Le vote de samedi à la chambre basse a été retransmis à la télévision somalienne et est intervenu peu de temps après que Mohamed s’est adressé au parlement et a déclaré qu’il ordonnait au Premier ministre de se préparer à tenir des élections parlementaires retardées.

Roble a déclaré samedi soir dans un message sur Twitter que le gouvernement préparera “bientôt” le plan des élections, et a remercié le président et le parlement.


Le mandat de Mohamed a expiré en février, mais sans une nouvelle génération de législateurs, le parlement n’a pas été en mesure de choisir un président.

La prolongation du mandat a été approuvée par la chambre basse le mois dernier mais rejetée par le Sénat, provoquant la crise qui s’est intensifiée la semaine dernière.

Entre 60 000 et 100 000 personnes ont été contraintes de fuir leurs maisons à la suite des affrontements de dimanche qui ont fait craindre une guerre totale entre des factions lourdement armées pour et contre le président.

Rashid Abdi, un analyste indépendant basé à Nairobi, a déclaré que le vote parlementaire et la décision du président de tenir des élections semblaient être un bon compromis.

“Le problème est qu’il y a si peu de confiance entre les parties et tant que Farmaajo détient les leviers des services militaires et de sécurité, il semble difficile de renforcer la confiance dans ce processus”, a-t-il dit, utilisant un surnom populaire pour le président.

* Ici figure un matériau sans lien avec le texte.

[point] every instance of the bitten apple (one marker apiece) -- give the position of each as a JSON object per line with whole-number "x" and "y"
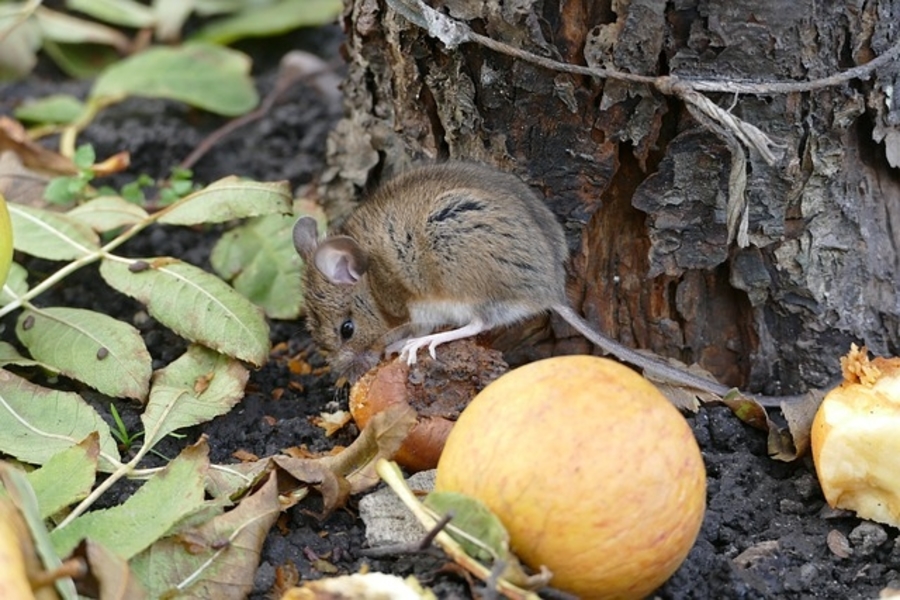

Le département d’État américain, l’ambassadeur de l’UE et le ministère turc des Affaires étrangères ont salué les développements de samedi.

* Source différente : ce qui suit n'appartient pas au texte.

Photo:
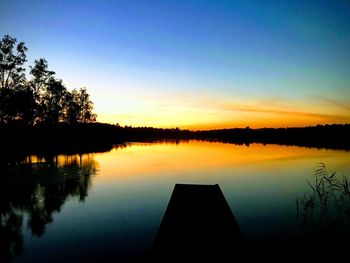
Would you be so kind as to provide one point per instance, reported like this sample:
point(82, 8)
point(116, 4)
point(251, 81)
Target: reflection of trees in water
point(38, 187)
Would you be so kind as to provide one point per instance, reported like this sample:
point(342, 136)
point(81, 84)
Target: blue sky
point(195, 64)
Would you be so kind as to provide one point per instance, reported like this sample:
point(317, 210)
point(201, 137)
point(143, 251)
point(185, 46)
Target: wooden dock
point(199, 223)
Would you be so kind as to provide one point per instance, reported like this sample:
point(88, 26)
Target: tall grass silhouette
point(324, 212)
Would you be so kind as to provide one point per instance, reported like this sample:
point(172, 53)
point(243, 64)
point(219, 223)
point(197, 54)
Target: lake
point(82, 207)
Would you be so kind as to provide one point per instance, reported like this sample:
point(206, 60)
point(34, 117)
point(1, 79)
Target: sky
point(195, 64)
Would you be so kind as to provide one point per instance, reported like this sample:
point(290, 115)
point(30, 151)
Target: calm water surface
point(64, 208)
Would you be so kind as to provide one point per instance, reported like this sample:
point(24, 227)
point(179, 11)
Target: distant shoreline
point(92, 137)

“Nous appelons les parties à l’accord à se réunir immédiatement sans conditions préalables pour finaliser les arrangements électoraux et commencer la mise en œuvre de manière collaborative et transparente”, a déclaré le porte-parole du département d’État, Ned Price, dans un communiqué, ajoutant que les États-Unis étaient prêts à soutenir la conduite. des élections dès que possible.

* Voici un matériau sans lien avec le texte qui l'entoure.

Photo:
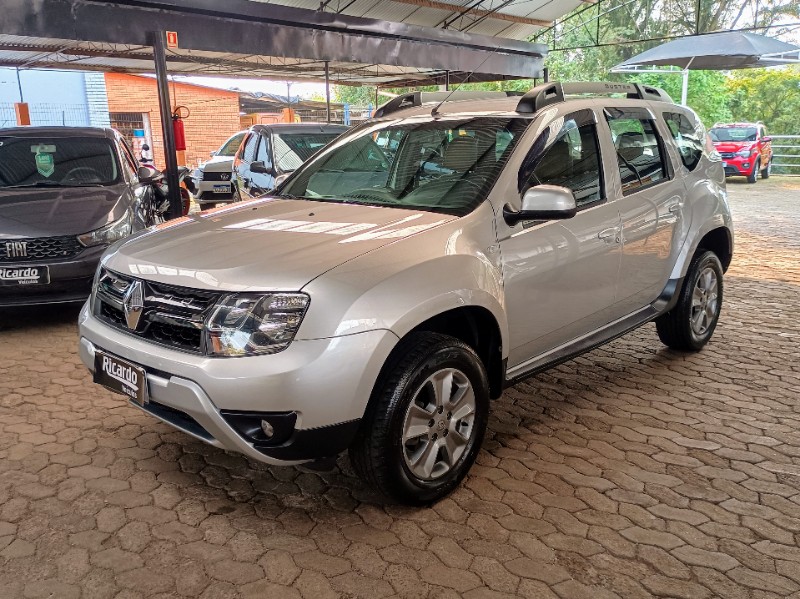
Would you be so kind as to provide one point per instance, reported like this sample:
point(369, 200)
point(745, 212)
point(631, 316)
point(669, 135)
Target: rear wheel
point(753, 177)
point(690, 324)
point(766, 172)
point(426, 421)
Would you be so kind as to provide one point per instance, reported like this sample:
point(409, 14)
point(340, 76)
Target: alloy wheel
point(705, 303)
point(438, 424)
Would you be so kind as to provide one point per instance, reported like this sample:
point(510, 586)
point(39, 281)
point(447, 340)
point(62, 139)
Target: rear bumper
point(70, 282)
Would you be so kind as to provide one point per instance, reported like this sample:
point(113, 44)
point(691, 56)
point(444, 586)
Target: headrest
point(461, 154)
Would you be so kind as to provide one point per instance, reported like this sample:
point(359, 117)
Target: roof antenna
point(435, 111)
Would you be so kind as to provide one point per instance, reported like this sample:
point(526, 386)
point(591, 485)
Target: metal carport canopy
point(254, 39)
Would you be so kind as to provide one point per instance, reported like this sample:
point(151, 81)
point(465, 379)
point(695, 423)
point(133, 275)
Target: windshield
point(446, 165)
point(734, 134)
point(56, 161)
point(230, 147)
point(293, 149)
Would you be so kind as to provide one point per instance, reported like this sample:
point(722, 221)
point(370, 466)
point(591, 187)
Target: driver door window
point(572, 161)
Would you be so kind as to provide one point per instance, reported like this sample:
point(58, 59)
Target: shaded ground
point(633, 471)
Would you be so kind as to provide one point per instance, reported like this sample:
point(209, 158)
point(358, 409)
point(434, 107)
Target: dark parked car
point(66, 194)
point(271, 151)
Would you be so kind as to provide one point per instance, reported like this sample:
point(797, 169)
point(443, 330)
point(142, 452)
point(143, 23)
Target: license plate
point(121, 376)
point(25, 275)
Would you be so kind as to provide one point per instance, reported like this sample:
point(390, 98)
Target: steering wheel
point(71, 174)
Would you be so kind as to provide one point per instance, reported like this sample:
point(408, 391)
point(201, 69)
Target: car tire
point(691, 323)
point(753, 177)
point(415, 443)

Lignes de bataille dessinées

Le député de l’opposition, Abdirahman Odowaa, a déclaré à Reuters “qu’il restait beaucoup à faire”, ajoutant qu’il souhaitait que Mohamed officialise ce qui avait été convenu.

“La remise de la sécurité et du processus électoral au Premier ministre doit être documentée et signée … (Il) doit se rendre dans la tente de la conférence et signer … avant tout”, a déclaré Odowaa.

Le sénateur Ilyas Ali Hassan, d’un autre parti d’opposition, Himilo Qaran, a déclaré qu’il espérait que Roble “dirigera désormais les élections et … fera ce qu’il faut pour que ce pays puisse avoir des élections libres et équitables”.

Abdulahi Ali Hirsi Timaade, ministre de l’Information du Puntland, l’un des cinq gouvernements régionaux de la Somalie, a déclaré à Reuters qu’il souhaitait que Mohamed confirme dans une lettre qu’il avait confié à Roble la responsabilité des élections et de la sécurité.

Le commerçant de Mogadiscio Duale Hussein a déclaré qu’il craignait que l’opposition n’ait été dupée.

“Il a habilement fait un saut périlleux”, a déclaré Hussein à propos du président. “Farmaajo gouverne toujours tout … Roble n’est que sa télécommande.”

Il n’était pas immédiatement clair si les forces de sécurité fidèles à l’opposition se retireraient des positions fortifiées de la capitale après le vote de samedi et l’ordre de Roble, ayant refusé de le faire plus tôt cette semaine.

Les forces armées somaliennes comprennent des membres de milices claniques qui se sont souvent battus pour obtenir le pouvoir et les ressources.

Mohamed est Darod, l’un des principaux clans de la Somalie. La plupart des chefs de l’opposition et des militaires somaliens de la capitale sont Hawiye, un autre grand clan.